After declassification of the Stargate Program, thousands upon thousands of letters and emails poured in to the special addresses that had been set up. An entire staff supplied with the official FAQ answered the messages. There were standard replies for the xenophobes and the xenophiles, the people who decried the costs of the project, and the ones who wanted autographed pictures of everyone who had gone out into space.

One letter, though, was passed up to the director of the department, then to the PR officer, then to the assistant of the commanding officer.

Jack O'Neill leaned his elbows on his desk while he rubbed his temples fretfully. "It was supposed to solve problems, they said. The people would settle down eventually, they said." He opened his eyes and stared down at a flier that had been discovered that announced the Church of the Ancients. A glowing figure stood with arms outstretched, and it didn't take too much squinting to see that the figure's face was Daniel Jackson's. Rumor had it that a dart board had appeared in Daniel's office and that this flier appeared on the board regularly.

A knock on his office door made him groan. "Yes?"

"Sorry to interrupt, sir," Walter said. He was carrying a piece of paper.

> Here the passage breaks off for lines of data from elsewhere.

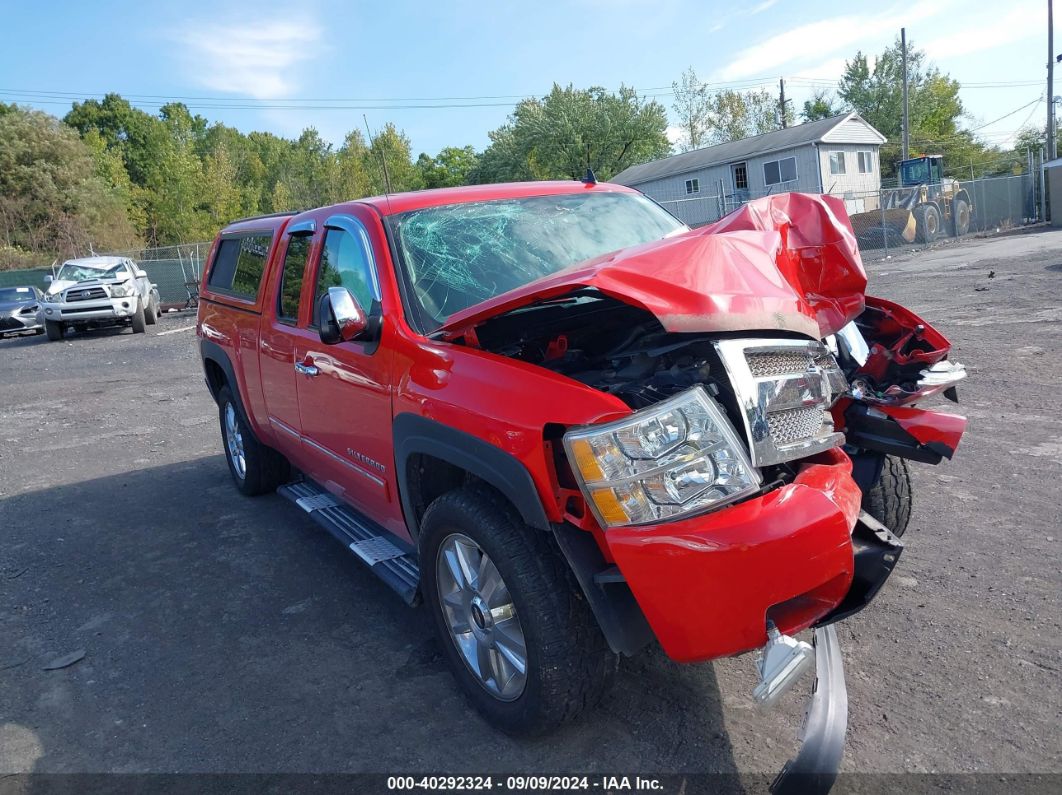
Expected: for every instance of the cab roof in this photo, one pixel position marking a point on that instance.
(101, 262)
(396, 203)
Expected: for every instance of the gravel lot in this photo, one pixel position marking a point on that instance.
(225, 634)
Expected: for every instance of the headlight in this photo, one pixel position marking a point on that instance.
(123, 290)
(678, 458)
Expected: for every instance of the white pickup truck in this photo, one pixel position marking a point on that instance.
(99, 291)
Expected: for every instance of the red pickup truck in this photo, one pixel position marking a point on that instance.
(572, 426)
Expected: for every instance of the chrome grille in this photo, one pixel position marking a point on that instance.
(794, 425)
(785, 389)
(89, 293)
(777, 363)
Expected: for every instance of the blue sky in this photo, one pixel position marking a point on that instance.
(284, 66)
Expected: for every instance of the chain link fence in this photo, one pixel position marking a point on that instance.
(886, 222)
(891, 220)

Jack hated pieces of paper. "An odd email has come in to the comment line."

"Not another question about the sex habits of the Wraith?"

"No, sir."

"Nothing about sex in zero-G?"

"Um, no, sir."

"Because I've noticed a trend in these emails."

"It's from a six-year-old, sir."

"I've become very cynical in my old age, Walter." He put out a hand. "Let me see."

Walter handed over the printout. Jack tried extending his arm far enough to read the small print, then sighed and reached for his reading glasses.

"Dear Stargate Command:

"My name is Dylan, and I'm 6 years old. Does Santa go to Atlantis? I watched Santa last year on your Norad tracker, and Mommy says they couldn't show Santa going to Atlantis because we weren't supposed to know Atlantis exists. But now we do know, and I don't think Santa has time to get to Atlantis on Christmas Eve along with everybody else, even with wormholes. Don't they get to have Christmas?"

"Huh," Jack said.

"Santa going to Atlantis is not included in the standard FAQ sheet, sir," Walter replied. "The response team doesn't know what to say."

"What, nobody down there has read 'Yes, Virginia, there is a Santa Claus'?"

"I don't think they wanted to put Stargate Command in a position of officially declaring Santa Claus as real."

"Hmph. If I have to put up with a universe with the Ori and the Wraith, I'm having Santa Claus, too." He pulled off his glasses decisively. "Get me whoever's in charge of the Santa Tracker on the phone."

"Yes, sir."

*13 minutes later*

"General? Colonel Evangelyne McDonald, Norad Santa Tracker, Line 3."

"Thanks, Walter. Colonel McDonald, this is General O'Neill over at SGC."

"How do you do, General?" Colonel McDonald's voice sounded very puzzled. "It's an honor to speak to the SGC, but are you sure you've reached the correct department?"

"Oh, yes, I'm sure. Listen, we got an email from a kid who's a fan of your Santa Tracker, and he wants to know if Santa goes to Atlantis and why you don't show him headed, I don't know, out of the galaxy."

Colonel McDonald laughed. "We got a couple of emails like that this year. We told them that Norad is only geared to track Santa in Earth space and we don't have the range to track him to the Pegasus Galaxy."

Jack nodded. "Good answer, but I've got a clever kid here who's worried that Santa doesn't have time to get there and back on Christmas Eve. Do you think if your computer people and my computer people had a brief chat that we could account for a few minutes flight time?"

"Well, I don't see why not. We've got him scheduled for a stop at the International Space Station, I think that's a good jumping off point for a trip to Pegasus. Someone's bound to ask if he takes a tour through the other galaxies, you know."

"We'll tell them that he drops off a special load in Atlantis and that the folks out there take care of distribution."

She laughed again. "I'll make sure to get the FAQ updated on our end. Anything else, General?"

"Nope, good working with you, Colonel. Merry Christmas."

"Joyeux Noel, General."

Jack hung up the phone. "Walter!"


"We've got some work to do."

*Christmas Eve*

Dylan stared at the computer screen. "Mommy!"

"What is it, honey?"

"Mommy, look!"

She leaned over to look at the update page of the Norad Santa Tracker. Santa had just finished at the International Space Station, and the Next Stop ticker said "Pegasus Galaxy, Atlantis. We regret we have no tracking systems in that area but we should pick Santa up again in about ten minutes when he returns to Earth."

"They *do* get Christmas, Mommy! But how can he get there so fast?

She kissed Dylan's head and chuckled. "I think between Santa and the Stargate, anything's possible."